Remains of the paneled walls in one of the downstairs living rooms. How grand it must have looked.

From here we tried to continue up the road to see if we could find where Tyersall House once stood as surely there would still be footings, but sadly the road came to an end and the undergrowth was just to thick to investigate further without more of a clue to where we were heading. So we retraced our footsteps and followed the drive down towards the main road, passed the workman's trappings, there was no one around (something I have to admit to being rather glad about) and when we came to the road we found the green gates padlocked. So back up the hill and we exited again through the undergrowth, picking our sticks up again and this time using them to slide down the slopes as well as forewarning any hissing serpents!

leaving Woodneuk via the old road
A small building not far from the main house down the drive, was it an old guard house or gatekeepers lodge?

Through the worker site only to find the exit locked so we walked back up and out the way we came in!

We appeared onto the road as if nothing had happened, that we were just passing the time of day, not that we had had just travelled back in time to an era of forgotten grandeur. That we had spent the last few hours with the ghosts of the past excluded from the modern world, just the 4 of us on our own little time travel :)

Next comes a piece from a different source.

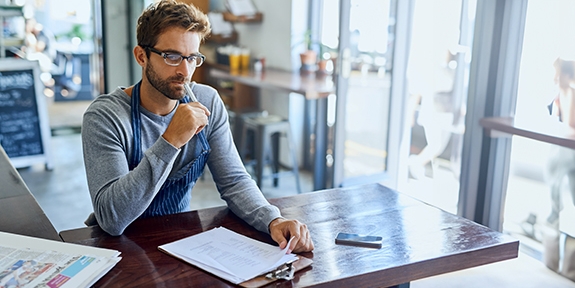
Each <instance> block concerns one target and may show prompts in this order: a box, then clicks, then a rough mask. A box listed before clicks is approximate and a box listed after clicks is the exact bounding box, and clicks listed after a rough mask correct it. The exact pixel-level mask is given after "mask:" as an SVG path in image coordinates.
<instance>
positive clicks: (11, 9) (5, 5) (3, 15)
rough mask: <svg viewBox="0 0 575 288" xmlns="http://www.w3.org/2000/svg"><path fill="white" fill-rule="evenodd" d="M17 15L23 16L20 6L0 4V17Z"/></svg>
mask: <svg viewBox="0 0 575 288" xmlns="http://www.w3.org/2000/svg"><path fill="white" fill-rule="evenodd" d="M17 16H24V12H23V11H22V6H15V5H9V6H6V5H0V17H17Z"/></svg>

Thanks to L, N and S for allowing me to add photos of them and sharing this magic with me :)


Anyone missing any chairs??
Fong Hin & G H Watt Co. Singapore. Hunted for some information on them and I know they were in existence in 1929. I found an advert that said....
Modern sanitation & sanitary equipment for domestic & public buildings
Fong Hin & G H Watt
64 Wallich St
Singapore
phone 1582.
Wallich St is by Tanjong Pagar MRT station - do they still trade?
A shed snake skin, but we didn't see any live ones!

60s-70s turquoise bath tiles - I lived in a few houses with this colour bathroom suits!